*2022 stock.* Leone is the first meeting of electric guitarists Loren Connors and Oren Ambarchi. It’s somewhat surprising it’s taken this long as these two are connected by ongoing collaborators, like Jim O’Rourke and Keiji Haino. Connors, for more than 40 years, has continued to develop an iconic sound tethered to radical permutations of the blues. Ambarchi’s own multi-decade transfiguration of the guitar inhabits a rarefied realm of abstracted tones and dissonance pitched between improvisation and composition.

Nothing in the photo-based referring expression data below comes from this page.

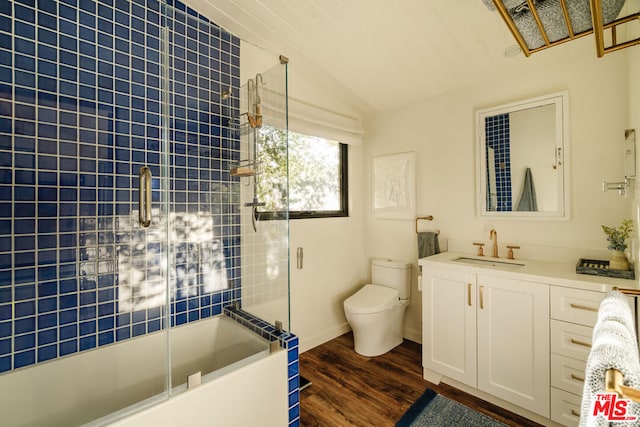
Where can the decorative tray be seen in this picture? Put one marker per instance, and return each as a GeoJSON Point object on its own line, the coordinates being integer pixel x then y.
{"type": "Point", "coordinates": [597, 267]}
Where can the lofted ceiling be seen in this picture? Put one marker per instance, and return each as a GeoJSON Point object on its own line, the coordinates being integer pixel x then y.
{"type": "Point", "coordinates": [383, 53]}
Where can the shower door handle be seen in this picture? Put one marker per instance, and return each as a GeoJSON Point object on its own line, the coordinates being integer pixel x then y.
{"type": "Point", "coordinates": [144, 197]}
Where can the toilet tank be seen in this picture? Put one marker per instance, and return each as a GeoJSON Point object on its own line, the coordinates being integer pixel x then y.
{"type": "Point", "coordinates": [392, 274]}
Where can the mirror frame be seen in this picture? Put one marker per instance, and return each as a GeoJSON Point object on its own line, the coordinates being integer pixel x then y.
{"type": "Point", "coordinates": [561, 102]}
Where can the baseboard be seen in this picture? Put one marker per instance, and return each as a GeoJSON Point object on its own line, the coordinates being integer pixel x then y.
{"type": "Point", "coordinates": [307, 343]}
{"type": "Point", "coordinates": [413, 335]}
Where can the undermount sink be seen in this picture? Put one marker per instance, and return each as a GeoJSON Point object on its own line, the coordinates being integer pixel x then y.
{"type": "Point", "coordinates": [490, 263]}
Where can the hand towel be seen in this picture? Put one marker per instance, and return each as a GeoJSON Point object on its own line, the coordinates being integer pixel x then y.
{"type": "Point", "coordinates": [614, 346]}
{"type": "Point", "coordinates": [428, 244]}
{"type": "Point", "coordinates": [528, 202]}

This album, like its title, is a sum of parts: solo performances by Connors and Ambarchi bookend a duo. On “Lorn,” Connors unravels an aggressive ternary form, with an opening section wrapped in distortion and extreme phasing that contrasts against ghostly, distant single notes. This side-long piece is a dramatic six-string reimagination of Connors’ beloved vocal arias. Ambarchi’s “Nor,” supplants a guitar performance with melodic, shifting organ-like tones that are swallowed into a fluttering, glitchy squall. The harmonics and pace is similar in complexity to Ambarchi’s most recent album, Simian Angel (Editions Mego).
On “Ronnel,” the duo, each audio landscape created by the two slowly rotates and overlaps the other. Connors’ lightly traced blue and black notes are boldly punctuated by Ambarchi’s bright bass-like pulses and ebullient synthy colors. It’s as if each is drawing the others’ portrait on opposite sides of a translucent sheet.